International
Tables for Crystallography Volume F Crystallography of biological macromolecules Edited by M. G. Rossmann and E. Arnold © International Union of Crystallography 2006 |
International Tables for Crystallography (2006). Vol. F. ch. 23.2, pp. 579-580
|
An early review of protein–carbohydrate interactions revealed several atomic level interactions that continue to appear ubiquitously in the structures of protein–carbohydrate complexes (Quiocho, 1986). A generic cyclic sugar in mono- or oligosaccharides appears to be recognized as a disc that displays two flat non-polar surfaces surrounded by a ring of polar hydroxyls. Proteins recognize these features by hydrogen bonding to the ring of polar hydroxyls while stacking flat aromatic side chains against the non-polar disc faces.

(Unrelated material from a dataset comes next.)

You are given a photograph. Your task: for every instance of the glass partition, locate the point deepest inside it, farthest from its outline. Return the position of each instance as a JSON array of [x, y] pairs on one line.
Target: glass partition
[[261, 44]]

Cooperative hydrogen bonding, where the hydroxyl group of a carbohydrate participates as both a donor and acceptor of hydrogen bonds, is often observed in the direct interactions between proteins and carbohydrate ligands (Fig. 23.2.2.1). The sp3-hybridized oxygen atom of a carbohydrate hydroxyl may act as both an acceptor of two hydrogen bonds through the two lone pairs of electrons as well as a donor of a single hydrogen bond. Cooperative hydrogen bonding generally follows a simple pattern in which the carbohydrate hydroxyl accepts a hydrogen bond from a protein amide group while simultaneously donating a hydrogen bond to a protein carbonyl oxygen. Hydrogen bonding to protein hydroxyl groups is observed only infrequently. This pattern is thought to be a result, in part, of the entropic cost of fixing a freely rotating protein hydroxyl group while simultaneously fixing the ligand hydroxyl group. Amides and carbonyls are usually fixed in a planar geometry and thus do not require as much energy to compensate for their loss of entropy in ligand binding.

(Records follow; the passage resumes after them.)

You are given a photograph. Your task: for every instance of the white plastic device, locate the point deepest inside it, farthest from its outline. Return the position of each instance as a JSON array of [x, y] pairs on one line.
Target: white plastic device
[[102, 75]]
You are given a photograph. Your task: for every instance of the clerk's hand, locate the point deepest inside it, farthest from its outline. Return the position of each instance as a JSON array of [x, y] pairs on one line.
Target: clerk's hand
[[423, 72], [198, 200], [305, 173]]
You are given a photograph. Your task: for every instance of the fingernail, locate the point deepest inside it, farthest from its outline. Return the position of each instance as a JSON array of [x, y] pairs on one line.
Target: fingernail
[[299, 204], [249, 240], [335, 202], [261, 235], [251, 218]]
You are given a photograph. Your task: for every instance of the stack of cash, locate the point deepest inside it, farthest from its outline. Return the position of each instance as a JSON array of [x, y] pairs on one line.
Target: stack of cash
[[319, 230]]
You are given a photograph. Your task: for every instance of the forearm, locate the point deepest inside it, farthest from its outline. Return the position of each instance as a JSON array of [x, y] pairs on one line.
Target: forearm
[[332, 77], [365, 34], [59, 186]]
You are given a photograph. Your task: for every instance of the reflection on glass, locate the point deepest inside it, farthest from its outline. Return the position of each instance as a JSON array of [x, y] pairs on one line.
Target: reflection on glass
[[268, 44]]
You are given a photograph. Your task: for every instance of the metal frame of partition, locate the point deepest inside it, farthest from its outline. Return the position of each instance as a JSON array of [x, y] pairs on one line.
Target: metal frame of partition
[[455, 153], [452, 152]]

The vicinal hydroxyl groups of carbohydrates provide an ideal geometry for the formation of `bidentate' hydrogen bonds, where the pair of hydroxyls interacts with two functional groups of a single amino-acid side chain or the main-chain amide groups of two consecutive residues (Fig. 23.2.2.1). These interactions occur when the adjacent carbohydrate hydroxyls are either both equatorial, or one is equatorial and the other axial. The interatomic distance for the carbohydrate hydroxyl oxygens is ∼2.8 Å in these cases, allowing for a bidentate interaction with the planar side chains of aspartate, asparagine, glutamate, glutamine and arginine. Bidentate hydrogen bonds have not been observed for consecutive axial hydroxyls where the oxygen–oxygen distance increases to ∼3.7 Å.

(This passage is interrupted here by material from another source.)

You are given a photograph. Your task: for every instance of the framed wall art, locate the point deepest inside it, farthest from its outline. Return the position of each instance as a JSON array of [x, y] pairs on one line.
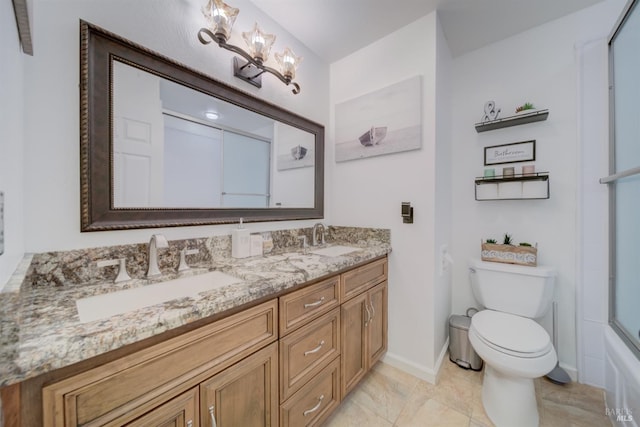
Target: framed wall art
[[382, 122], [524, 151]]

Carbohydrates often present a disc-like face of non-polar aliphatic hydrogen atoms which proteins recognize through the use of aromatic side chains. The protein aromatic groups are `stacked' on the flat face of the carbohydrate, thus generating both specificity and binding energy through van der Waals interactions. Tryptophan, the aromatic amino acid with the largest surface area and highest electronegativity, is the most common side chain employed in van der Waals `stacking' with carbohydrates. The infrequent use of aliphatic groups in the binding of the non-polar carbohydrate faces suggests that the aromatic moieties are employed in a specific manner. The electron-rich electron clouds of the aromatic side chains may provide a strong electrostatic interaction with the aliphatic carbohydrate protons that could not be satisfied by protein aliphatic groups. The anionic character of aromatic side chains is observed in a number of protein–intramolecular (Chapter 22.2
) and protein–ligand interactions (see below).